On July 4, 2026, the United States turns 250. Most Americans will celebrate. Fewer will know that when Benjamin Franklin, Thomas Jefferson, and John Adams were appointed to design the first national seal in 1776, they proposed an image of Moses parting the Red Sea, with the motto: “Rebellion to Tyrants is Obedience to G-d.” They wanted the face of the new nation to be a scene from Exodus.
Sinai and Civics follows that thread.
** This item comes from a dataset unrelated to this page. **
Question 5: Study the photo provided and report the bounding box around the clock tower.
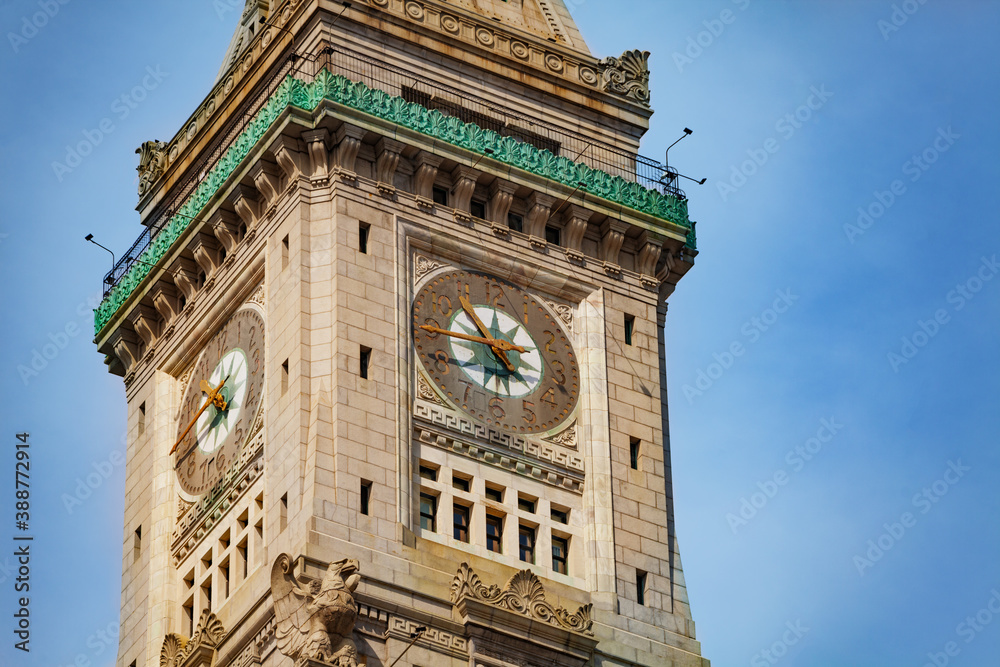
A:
[94,1,708,666]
The four-session course traces the influence of the Hebrew Bible on America’s founding (from the Mayflower Compact to the Declaration of Independence to the structure of the Constitution) and asks what that history means for Jewish Americans today.
“Most people have no idea how directly the founders drew on the Jewish tradition,” says Rabbi Yanky Majesky. “They were reading it, quoting it and using it as a model for the kind of country they wanted to build. In this course, we’ll look at the primary sources together, and it’s a lot more specific than people expect.”
“The great American historian Perry Miller once said that the Bible was ‘the air people breathed’ in early American culture,” says Professor Jonathan D. Sarna, PhD, of Brandeis University. “Sinai and Civics underscores the profound interrelationship between Judaism and America’s founding ideals.”
Rabbi Majesky says it’s an eye-opening realization, especially for American Jews at a time of rising uncertainty. “Once you understand how the founders thought,” he says, “you stop asking whether you belong here. The answer becomes obvious.”
The course is open to participants of all backgrounds. No prior knowledge of Jewish studies is required.
Sinai and Civics is (Continued Legal Education) CLE-accredited for attorneys in most U.S. states.
The course will be offered in-person as well as over Zoom. Sign in information will be provided upon enrollment.